Home > other >  Select items based on two constraints keeping the computational effort low
Select items based on two constraints keeping the computational effort low

Time:10-14

I have a list of items and I want to select all items that are valid for a given date. Each item contains a unique identifier, some info and a start and end date. The data structure of these items need to be created only once, but it contains 100.000 items and there are a lot of requests. I was thinking that the data structure is sorted descending by e.g. "endDate" and then I search (using binary search) for the first "endDate" that is not valid anymore, meaning the endDate is before the given date - for example I have a given date of 29.07.2022, then I would know I could discard:

endDate
-------------
30.07.2022 
28.07.2022 <-
26.07.2022 <-
23.07.2022 <-

That would keep the computational effort low. But then I have to sort the data again for startDate. Is there a better way to do this? What data structure would you recommand here?

var itemList = new List<Item>();

class Item
{
     public string id {get; set;}
     public string startDate { get; set; }
     public string endDate { get; set; }
     public string someInfo { get; set; }  
}

Thank you!

CodePudding user response:

This answer assumes that you have frequent insertions and deletions as well as frequent lookups.

If you want to look things up using two different sorts (for performance reasons), you'll need to maintain two different sorted containers.

For this, you can use SortedSet<T>. This gives you O(Log(N)) lookups, insertions and deletions.

In order to use SortedSet<T> with your Item class you will need to add implementations of Equals() and GetHashCode(), because they are used when adding items to a hashing container such as SortedSet<T>.

You will also need to ensure that all the properties used for identity and sorting are immutable - because otherwise if you change those properties of an item that is currently stored in a hashing or sorted container, it will break.

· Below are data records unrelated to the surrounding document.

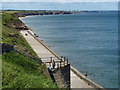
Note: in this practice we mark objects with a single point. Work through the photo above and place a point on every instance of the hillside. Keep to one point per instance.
(21, 67)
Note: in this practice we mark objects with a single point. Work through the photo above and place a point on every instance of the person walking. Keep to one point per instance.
(53, 64)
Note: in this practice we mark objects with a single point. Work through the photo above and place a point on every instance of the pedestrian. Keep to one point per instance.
(53, 64)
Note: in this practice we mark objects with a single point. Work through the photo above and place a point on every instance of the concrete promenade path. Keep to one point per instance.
(45, 55)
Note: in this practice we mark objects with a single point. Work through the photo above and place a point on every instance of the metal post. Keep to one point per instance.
(51, 59)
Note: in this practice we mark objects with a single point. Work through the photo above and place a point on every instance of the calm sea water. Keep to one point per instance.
(89, 40)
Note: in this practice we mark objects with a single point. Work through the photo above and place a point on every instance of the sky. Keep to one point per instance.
(60, 4)
(59, 0)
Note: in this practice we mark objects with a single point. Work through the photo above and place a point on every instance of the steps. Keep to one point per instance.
(58, 79)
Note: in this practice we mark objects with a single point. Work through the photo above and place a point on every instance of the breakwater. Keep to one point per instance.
(37, 46)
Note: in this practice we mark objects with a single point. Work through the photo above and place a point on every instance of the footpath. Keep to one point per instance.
(77, 80)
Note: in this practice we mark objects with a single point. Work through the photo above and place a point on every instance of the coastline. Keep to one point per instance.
(76, 72)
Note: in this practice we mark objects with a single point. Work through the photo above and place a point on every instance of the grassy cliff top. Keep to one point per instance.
(21, 66)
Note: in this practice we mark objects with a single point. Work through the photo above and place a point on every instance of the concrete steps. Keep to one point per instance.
(58, 79)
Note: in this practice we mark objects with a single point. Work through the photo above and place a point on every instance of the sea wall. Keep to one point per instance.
(81, 76)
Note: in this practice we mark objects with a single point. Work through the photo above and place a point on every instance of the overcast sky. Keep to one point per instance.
(59, 0)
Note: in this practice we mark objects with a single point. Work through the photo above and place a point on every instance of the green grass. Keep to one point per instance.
(20, 72)
(19, 69)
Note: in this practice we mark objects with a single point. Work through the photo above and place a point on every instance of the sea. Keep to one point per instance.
(89, 40)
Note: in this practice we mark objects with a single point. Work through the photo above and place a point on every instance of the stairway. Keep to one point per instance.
(58, 79)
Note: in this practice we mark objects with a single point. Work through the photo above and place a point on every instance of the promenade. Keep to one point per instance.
(45, 54)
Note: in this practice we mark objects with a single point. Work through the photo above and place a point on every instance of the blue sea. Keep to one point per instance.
(89, 40)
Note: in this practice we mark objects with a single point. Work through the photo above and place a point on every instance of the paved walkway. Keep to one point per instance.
(45, 55)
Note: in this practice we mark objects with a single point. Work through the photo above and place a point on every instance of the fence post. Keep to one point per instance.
(50, 59)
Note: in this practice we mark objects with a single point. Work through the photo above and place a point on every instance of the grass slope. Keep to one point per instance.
(21, 68)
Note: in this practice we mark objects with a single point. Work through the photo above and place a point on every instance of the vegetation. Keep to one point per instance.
(21, 67)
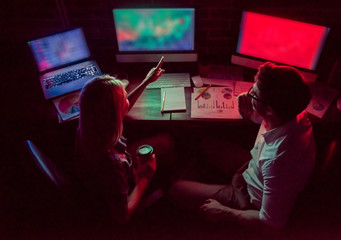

So your Item class would have to look something like this:

public sealed class Item: IEquatable<Item>
{
    public Item(string id, DateTime startDate, DateTime endDate, string someInfo)
    {
        Id        = id;
        StartDate = startDate;
        EndDate   = endDate;
        SomeInfo  = someInfo;
    }

    public string   Id        { get; } // Used for identity therefore must be immutable.
    public DateTime StartDate { get; } // Used for sorting therefore must be immutable.
    public DateTime EndDate   { get; } // Used for sorting therefore must be immutable.
    public string   SomeInfo  { get; set; } // Not used for sorting or identity, so can be mutable.

    public bool Equals(Item? other)
    {
        if (other is null)
            return false;

        if (ReferenceEquals(this, other))
            return true;

        return Id == other.Id;
    }

    public override bool Equals(object? obj)
    {
        return ReferenceEquals(this, obj) || obj is Item other && Equals(other);
    }

    public override int GetHashCode()
    {
        return Id.GetHashCode();
    }
}

Now you need a way of comparing Item objects by start date and by end date, for use with the two differently-sorted SortedSet<T> collections. We can do this by writing a small class that implements IComparer<Item>:

sealed class ItemComparer : IComparer<Item>
{
    public ItemComparer(bool compareStart)
    {
        _compareStart = compareStart;
    }

    public int Compare(Item? x, Item? y)
    {
        int byDate = _compareStart 
            ? x!.StartDate.CompareTo(y!.StartDate) 
            : x!.EndDate  .CompareTo(y!.EndDate);

        if (byDate != 0)
            return byDate;

        return x.Id.CompareTo(y.Id);
    }

    readonly bool _compareStart;
}

The constructor for this class accepts a bool which defines whether it will sort by StartDate or by EndDate.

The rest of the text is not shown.